I have an issue that bugs me, that is connected with it...
Suppose I lift a box. Let us consider that the box is rigid, totally.
I lift the box. I am separating it from the earth. When one separates attracting bodies, the one can think of it as giving the system some amount of potential energy.
But there is a subtle issue here. Note that I cannot give a system potential energy unless I HAD PREVIOUSLY given it some kinetic energy: you cannot separate two bodies without giving them a certain speed! (at least not in the world of pots and pans). You simply cannot....
This is the same as to say that the Force that is lifting the box up (separating it from the earth), the same force that is equalized by the so called force of gravity, does NO WORK unless there HAD been another UNBALANCED force that has given this body a small kick of an acceleration.
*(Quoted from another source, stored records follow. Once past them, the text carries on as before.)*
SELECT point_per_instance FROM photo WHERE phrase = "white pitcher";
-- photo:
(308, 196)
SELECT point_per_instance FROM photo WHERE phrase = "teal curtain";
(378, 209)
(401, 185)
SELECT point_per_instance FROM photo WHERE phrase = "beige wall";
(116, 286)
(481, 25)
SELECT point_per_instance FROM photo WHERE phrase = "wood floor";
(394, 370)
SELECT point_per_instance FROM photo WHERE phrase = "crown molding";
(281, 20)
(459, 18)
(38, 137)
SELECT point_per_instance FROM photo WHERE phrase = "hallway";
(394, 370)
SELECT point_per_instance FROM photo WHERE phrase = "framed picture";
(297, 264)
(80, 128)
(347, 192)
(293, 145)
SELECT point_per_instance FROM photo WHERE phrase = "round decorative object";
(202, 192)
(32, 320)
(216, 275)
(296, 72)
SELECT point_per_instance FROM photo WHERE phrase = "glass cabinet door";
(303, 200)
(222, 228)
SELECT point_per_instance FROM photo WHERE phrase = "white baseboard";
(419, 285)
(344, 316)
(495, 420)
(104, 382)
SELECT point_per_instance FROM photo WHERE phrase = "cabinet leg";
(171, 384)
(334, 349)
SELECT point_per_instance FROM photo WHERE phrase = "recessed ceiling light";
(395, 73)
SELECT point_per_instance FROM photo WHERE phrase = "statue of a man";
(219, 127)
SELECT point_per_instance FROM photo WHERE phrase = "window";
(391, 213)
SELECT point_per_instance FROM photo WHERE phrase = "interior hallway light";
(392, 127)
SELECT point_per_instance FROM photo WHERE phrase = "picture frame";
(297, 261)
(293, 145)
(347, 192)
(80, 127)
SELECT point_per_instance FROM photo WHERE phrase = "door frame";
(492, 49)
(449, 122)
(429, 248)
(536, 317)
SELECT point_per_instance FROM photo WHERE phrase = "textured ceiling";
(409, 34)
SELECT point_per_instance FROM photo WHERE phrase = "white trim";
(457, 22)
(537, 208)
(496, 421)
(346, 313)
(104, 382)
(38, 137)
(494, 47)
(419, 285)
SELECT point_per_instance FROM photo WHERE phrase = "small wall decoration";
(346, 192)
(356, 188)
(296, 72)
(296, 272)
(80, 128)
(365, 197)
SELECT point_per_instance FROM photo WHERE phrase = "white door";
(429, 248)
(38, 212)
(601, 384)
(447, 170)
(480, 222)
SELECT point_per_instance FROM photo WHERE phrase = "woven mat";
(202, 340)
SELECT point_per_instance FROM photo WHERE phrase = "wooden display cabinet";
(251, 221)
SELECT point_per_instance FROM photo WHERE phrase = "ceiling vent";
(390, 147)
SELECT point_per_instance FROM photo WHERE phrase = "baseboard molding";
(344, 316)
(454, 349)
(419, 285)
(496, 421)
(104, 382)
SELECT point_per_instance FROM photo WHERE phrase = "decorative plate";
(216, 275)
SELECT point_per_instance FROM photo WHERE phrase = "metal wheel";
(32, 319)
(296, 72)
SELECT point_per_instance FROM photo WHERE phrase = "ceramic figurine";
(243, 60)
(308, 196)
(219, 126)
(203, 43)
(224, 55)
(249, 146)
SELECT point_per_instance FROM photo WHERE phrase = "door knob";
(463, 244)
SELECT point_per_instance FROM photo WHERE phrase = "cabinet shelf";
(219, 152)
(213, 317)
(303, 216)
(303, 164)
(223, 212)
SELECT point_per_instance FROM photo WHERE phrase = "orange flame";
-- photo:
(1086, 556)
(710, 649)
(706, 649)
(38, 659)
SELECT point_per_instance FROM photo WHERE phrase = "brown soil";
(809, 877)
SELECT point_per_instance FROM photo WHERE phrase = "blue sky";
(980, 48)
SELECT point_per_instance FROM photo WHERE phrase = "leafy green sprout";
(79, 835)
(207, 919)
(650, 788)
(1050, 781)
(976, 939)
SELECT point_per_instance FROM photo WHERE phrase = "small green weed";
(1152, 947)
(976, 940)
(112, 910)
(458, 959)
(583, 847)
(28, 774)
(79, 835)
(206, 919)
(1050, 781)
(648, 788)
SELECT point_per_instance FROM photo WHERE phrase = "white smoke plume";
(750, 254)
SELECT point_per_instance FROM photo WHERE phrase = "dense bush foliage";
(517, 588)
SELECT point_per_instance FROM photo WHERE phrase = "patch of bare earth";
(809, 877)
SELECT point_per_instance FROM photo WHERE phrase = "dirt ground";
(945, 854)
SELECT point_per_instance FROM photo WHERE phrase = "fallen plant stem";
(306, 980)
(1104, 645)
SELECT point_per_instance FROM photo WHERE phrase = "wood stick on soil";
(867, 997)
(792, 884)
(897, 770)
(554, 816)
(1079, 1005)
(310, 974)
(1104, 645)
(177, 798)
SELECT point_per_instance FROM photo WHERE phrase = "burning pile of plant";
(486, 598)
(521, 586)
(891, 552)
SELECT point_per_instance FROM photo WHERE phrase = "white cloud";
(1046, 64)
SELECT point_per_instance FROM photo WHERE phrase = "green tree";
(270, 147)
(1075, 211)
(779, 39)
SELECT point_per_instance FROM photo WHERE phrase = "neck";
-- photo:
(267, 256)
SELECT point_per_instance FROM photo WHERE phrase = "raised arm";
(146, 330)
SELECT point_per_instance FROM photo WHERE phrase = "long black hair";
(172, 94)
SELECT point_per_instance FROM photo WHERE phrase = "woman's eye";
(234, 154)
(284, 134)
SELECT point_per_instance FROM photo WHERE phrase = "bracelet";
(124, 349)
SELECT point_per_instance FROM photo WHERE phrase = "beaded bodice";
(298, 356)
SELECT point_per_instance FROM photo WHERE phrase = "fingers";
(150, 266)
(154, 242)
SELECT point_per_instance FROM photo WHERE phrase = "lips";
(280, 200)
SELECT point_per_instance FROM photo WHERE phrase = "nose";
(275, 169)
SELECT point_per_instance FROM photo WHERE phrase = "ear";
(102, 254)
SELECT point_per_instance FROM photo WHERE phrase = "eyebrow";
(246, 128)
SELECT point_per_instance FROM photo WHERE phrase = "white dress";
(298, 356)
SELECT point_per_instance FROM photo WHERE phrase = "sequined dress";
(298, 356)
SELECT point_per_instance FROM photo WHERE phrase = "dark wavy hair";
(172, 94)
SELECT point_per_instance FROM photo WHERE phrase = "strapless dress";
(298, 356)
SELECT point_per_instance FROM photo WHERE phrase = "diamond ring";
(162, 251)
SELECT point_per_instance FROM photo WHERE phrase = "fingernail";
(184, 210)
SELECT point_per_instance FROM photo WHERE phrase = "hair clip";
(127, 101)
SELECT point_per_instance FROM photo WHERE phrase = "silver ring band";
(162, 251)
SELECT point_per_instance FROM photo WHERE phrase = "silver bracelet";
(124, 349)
Now the body has a constant speed and the force that is lifting the box, the same force which is being balanced by the gravity, SUDDENLY is able to do some work!
I find it kooky, bizarre. One might say that there is nothing strange about it...bla bla.. but it sort of is strange...
It seems to give rise to the idea, that one needs to give a system an extra kick to let other forces do some work...
Like in order to light a match, one has to invest a tiny amount of energy to get this process going...
Like it is with chemical reactions (which also involve physical work).
Like it is with proton fusion in stars: a slight amount of energy is needed in order to get a process going that releases MORE energy..
There are some similarities between those example, except that in the case of lifting the box, there is no energy actually released.
This idea also fits with the equation describing physical POWER:
POWER = FORCE x SPEED
If the speed of the body is 0, there is no power, no work done.
So if I wanted to hide behind the math, I would say: shut up and don't complain: you see the equation: it does give 0 work since it is zero power. So everything is ok, mathematics explains everything.. huh...
But there is something bizarre about it. A body's speed somehow seems to contribute to a balanced force's ability to do work.
On the other hand it makes sort of sense if we consider that one cannot separate the two bodies unless you give them at least a little speed.